26 Giugno 2000, di Redazione Wall Street Italia

Sulle prospettive che la mappatura del genoma umano apre anche per il mercato azionario, Wall Street Italia ha chiesto una previsione a Damiano Agosti, gestore di Capital Gest, societa’ di gestione del risparmio (gruppo Banca Lombarda).

I mercati stanno reagendo con grande entusiasmo alla prospettiva: quali scenari si possono immaginare per il prossimo futuro?

“Le applicazioni sono potenzialmente immense, così come le capacità di utilizzo delle informazioni sulla mappatura genetica; penso però che questi rialzi siano dovuti in questo momento a una reazione prettamente emotiva”.

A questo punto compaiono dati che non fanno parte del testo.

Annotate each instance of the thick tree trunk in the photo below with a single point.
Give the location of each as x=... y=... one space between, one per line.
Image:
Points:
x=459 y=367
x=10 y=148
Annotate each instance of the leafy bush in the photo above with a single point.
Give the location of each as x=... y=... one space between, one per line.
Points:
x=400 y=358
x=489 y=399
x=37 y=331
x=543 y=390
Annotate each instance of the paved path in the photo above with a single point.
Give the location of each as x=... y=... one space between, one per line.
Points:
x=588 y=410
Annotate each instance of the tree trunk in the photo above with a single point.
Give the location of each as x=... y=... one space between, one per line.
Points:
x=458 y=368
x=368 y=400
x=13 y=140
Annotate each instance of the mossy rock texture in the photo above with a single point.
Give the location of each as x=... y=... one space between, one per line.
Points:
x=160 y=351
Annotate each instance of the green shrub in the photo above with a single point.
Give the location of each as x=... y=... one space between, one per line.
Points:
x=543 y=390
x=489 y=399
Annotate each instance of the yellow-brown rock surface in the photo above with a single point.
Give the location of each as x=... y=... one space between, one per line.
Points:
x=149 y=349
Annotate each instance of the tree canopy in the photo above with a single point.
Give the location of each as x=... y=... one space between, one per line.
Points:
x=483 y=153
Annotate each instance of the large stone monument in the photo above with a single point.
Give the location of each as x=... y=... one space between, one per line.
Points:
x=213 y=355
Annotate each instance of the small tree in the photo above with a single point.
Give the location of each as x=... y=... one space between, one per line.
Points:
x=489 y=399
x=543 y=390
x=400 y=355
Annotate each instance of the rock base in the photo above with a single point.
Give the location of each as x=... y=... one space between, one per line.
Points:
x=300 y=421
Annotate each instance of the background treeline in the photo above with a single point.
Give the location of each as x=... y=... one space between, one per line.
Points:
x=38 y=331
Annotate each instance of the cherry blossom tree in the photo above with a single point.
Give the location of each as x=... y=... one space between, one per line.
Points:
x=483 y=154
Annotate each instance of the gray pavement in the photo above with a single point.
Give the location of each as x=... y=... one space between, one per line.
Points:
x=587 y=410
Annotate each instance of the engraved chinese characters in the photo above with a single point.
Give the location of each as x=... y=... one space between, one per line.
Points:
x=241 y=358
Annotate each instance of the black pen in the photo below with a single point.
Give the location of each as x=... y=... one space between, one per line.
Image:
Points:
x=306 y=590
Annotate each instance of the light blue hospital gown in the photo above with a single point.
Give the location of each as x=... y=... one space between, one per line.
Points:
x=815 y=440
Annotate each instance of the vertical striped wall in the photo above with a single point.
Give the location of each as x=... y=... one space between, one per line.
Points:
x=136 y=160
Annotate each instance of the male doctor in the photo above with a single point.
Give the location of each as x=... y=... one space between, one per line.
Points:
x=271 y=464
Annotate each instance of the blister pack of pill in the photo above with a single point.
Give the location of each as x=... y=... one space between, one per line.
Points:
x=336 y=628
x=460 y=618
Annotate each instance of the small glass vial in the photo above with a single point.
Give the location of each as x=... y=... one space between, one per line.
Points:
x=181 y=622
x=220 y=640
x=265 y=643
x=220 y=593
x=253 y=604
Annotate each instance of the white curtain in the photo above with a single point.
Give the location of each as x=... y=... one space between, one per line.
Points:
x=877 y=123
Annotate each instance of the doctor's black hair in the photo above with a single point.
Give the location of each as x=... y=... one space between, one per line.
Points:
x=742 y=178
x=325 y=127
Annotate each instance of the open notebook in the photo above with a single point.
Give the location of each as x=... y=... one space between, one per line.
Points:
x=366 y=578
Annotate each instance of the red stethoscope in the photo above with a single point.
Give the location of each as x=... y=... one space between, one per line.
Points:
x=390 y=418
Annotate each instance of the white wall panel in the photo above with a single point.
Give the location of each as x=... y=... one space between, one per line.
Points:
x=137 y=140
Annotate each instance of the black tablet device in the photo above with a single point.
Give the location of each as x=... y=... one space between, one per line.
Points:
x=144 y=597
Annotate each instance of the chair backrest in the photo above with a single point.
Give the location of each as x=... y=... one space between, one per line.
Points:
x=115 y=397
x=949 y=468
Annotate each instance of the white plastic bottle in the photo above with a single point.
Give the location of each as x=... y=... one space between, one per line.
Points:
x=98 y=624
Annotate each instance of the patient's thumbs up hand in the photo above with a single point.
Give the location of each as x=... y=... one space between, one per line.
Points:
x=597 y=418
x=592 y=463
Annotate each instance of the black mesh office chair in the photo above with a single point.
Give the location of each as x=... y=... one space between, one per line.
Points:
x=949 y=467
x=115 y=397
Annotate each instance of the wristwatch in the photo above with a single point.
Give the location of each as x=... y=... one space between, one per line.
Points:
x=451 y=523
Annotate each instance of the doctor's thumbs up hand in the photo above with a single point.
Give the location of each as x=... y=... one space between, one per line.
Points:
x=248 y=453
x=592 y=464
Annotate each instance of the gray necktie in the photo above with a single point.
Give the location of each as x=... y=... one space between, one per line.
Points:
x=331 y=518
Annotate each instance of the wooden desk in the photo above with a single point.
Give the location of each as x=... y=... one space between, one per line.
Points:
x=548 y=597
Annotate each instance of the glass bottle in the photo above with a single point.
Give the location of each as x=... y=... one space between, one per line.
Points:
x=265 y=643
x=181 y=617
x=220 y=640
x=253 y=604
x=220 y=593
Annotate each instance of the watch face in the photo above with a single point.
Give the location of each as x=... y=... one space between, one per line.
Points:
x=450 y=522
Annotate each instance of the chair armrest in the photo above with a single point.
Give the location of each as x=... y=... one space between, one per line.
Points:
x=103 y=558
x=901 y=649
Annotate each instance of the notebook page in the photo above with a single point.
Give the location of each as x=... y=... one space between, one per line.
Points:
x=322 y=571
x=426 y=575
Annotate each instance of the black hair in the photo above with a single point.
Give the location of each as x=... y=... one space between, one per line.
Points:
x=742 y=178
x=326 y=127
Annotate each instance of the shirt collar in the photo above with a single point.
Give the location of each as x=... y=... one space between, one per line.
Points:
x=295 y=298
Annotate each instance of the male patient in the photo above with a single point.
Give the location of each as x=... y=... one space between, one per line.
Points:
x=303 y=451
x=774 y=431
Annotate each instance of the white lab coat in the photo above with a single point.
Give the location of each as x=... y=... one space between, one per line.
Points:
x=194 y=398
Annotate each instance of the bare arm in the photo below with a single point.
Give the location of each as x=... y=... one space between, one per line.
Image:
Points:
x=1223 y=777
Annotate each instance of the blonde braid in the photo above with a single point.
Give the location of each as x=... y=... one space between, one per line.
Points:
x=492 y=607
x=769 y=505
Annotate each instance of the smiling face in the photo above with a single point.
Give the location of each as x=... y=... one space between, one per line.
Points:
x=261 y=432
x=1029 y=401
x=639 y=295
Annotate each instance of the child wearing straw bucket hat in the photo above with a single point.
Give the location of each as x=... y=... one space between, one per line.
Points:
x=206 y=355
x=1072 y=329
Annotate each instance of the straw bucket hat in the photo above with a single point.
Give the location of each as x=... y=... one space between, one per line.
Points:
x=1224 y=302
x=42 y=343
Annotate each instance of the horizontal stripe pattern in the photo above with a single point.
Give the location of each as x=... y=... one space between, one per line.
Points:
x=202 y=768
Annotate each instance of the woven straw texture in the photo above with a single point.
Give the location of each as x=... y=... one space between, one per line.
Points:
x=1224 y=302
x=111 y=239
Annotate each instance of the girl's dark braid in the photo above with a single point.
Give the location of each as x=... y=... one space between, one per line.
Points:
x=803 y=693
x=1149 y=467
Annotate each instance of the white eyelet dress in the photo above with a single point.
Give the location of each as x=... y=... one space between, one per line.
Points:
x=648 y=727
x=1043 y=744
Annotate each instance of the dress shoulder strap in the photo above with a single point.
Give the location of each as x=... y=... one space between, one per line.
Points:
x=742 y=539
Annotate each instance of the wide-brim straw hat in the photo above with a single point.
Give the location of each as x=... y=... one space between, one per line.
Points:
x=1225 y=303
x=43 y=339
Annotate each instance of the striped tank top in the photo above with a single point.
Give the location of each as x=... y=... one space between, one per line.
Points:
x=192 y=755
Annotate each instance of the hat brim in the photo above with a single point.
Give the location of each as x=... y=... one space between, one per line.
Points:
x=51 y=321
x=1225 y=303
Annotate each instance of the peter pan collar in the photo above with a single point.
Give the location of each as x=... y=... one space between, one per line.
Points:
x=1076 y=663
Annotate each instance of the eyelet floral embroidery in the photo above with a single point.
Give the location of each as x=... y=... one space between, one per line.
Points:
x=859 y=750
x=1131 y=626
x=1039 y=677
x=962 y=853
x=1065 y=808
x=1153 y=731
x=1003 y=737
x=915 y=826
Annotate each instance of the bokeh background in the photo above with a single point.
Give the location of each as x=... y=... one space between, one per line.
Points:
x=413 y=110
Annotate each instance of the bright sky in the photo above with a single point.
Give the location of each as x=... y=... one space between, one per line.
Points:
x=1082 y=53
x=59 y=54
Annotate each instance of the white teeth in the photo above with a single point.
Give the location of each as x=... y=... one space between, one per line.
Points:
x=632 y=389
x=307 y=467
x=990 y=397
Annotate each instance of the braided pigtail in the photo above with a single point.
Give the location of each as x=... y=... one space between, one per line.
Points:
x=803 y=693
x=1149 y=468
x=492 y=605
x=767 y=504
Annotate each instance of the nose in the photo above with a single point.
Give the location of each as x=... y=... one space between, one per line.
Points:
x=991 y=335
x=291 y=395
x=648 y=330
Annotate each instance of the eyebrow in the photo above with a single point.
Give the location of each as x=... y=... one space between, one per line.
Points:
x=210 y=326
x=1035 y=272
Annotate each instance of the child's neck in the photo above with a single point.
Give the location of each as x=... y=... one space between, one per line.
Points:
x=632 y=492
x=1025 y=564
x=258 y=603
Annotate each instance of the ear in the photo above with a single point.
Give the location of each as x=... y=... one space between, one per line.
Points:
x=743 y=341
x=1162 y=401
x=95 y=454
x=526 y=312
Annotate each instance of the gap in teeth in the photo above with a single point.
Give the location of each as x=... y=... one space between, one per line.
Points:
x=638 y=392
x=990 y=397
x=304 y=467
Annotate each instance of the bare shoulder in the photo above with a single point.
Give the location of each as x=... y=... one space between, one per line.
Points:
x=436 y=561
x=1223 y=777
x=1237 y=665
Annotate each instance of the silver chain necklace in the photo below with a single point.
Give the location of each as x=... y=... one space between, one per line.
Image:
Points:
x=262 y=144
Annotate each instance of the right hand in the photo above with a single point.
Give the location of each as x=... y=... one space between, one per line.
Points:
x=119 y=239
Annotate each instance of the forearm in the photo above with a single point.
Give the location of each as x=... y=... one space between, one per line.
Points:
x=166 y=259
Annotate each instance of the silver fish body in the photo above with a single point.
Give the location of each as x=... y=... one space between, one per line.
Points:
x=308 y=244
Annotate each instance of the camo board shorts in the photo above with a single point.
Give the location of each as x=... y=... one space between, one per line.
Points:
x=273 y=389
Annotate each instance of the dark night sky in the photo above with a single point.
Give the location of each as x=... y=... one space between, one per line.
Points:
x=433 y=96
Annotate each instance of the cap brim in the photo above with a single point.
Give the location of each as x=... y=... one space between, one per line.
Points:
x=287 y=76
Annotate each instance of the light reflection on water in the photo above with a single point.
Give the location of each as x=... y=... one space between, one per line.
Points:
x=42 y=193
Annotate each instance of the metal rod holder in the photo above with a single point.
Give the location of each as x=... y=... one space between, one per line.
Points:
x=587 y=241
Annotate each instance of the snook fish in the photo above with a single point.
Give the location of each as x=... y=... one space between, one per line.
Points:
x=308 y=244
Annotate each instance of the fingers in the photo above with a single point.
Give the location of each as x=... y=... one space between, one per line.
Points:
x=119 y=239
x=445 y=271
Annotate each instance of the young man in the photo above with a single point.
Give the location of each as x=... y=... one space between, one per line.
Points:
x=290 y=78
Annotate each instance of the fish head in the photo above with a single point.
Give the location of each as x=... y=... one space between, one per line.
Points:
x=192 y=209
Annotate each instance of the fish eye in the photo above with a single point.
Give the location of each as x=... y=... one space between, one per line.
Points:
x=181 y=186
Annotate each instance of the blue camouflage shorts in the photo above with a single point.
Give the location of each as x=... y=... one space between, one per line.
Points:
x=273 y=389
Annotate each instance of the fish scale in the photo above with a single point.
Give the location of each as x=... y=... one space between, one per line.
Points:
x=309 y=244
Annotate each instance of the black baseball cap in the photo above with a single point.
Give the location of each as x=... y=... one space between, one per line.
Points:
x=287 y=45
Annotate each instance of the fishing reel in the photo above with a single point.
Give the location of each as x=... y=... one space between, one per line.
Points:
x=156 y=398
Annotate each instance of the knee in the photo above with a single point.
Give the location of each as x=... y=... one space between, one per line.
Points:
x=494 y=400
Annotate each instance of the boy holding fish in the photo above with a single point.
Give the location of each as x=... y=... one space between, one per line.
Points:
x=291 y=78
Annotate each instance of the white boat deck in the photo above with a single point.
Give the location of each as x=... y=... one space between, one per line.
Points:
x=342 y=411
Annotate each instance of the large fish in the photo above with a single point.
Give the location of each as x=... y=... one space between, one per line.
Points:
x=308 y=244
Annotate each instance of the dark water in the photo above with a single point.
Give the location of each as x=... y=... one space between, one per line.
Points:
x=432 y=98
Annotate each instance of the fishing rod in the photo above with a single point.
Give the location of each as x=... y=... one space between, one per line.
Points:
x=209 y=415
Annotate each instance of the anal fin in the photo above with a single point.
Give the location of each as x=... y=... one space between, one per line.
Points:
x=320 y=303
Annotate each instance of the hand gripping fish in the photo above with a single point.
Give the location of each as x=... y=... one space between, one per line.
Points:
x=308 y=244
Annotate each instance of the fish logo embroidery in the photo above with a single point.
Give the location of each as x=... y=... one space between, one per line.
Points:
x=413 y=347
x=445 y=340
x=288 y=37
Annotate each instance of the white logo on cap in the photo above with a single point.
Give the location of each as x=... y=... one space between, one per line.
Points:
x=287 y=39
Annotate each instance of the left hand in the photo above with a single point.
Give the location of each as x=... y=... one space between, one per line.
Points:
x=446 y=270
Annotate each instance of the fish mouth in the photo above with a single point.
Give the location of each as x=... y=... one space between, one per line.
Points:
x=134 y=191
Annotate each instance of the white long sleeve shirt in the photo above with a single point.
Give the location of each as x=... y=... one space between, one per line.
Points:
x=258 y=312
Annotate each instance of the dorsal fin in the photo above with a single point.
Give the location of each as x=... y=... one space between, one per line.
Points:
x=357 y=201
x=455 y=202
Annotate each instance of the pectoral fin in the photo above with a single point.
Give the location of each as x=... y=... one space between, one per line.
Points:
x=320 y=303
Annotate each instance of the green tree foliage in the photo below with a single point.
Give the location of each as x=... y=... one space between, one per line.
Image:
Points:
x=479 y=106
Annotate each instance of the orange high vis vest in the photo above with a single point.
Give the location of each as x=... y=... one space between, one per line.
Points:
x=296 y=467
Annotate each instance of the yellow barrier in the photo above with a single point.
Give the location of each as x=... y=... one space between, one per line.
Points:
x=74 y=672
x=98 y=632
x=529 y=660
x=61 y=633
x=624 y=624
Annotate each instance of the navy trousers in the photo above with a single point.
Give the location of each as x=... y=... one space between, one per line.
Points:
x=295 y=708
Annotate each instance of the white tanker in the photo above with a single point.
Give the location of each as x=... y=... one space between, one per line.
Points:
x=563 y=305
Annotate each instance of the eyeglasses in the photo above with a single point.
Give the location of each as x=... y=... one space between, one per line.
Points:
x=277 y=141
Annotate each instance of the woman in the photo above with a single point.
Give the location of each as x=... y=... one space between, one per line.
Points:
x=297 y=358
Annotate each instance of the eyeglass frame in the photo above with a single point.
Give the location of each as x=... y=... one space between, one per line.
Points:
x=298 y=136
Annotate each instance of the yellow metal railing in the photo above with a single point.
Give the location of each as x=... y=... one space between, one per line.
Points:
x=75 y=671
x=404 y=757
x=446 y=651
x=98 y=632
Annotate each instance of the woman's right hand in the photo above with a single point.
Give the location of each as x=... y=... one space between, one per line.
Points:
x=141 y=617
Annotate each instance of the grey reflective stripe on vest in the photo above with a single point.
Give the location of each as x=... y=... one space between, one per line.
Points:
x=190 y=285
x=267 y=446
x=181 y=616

C’è qualcosa che non la convince?

“Vorrei aspettare di vedere quali codici di comportamento scaturiranno da questa scoperta. Ma al di là dei trionfalismi sicuramente il comparto della biogenetica diventa oggi una nuova frontiera”.

Cosa prevede per il medio termine?

“La biogenetica tenderà a crescere e a soppiantare le stesse industrie farmaceutiche tradizionali”.

Quale futuro, per loro?

“Dovranno necessariamente potenziare i loro settori di bio-ingegneria, anche attraverso acquisizioni. In caso contrario, il loro ruolo potrebbe ridimensionarsi”.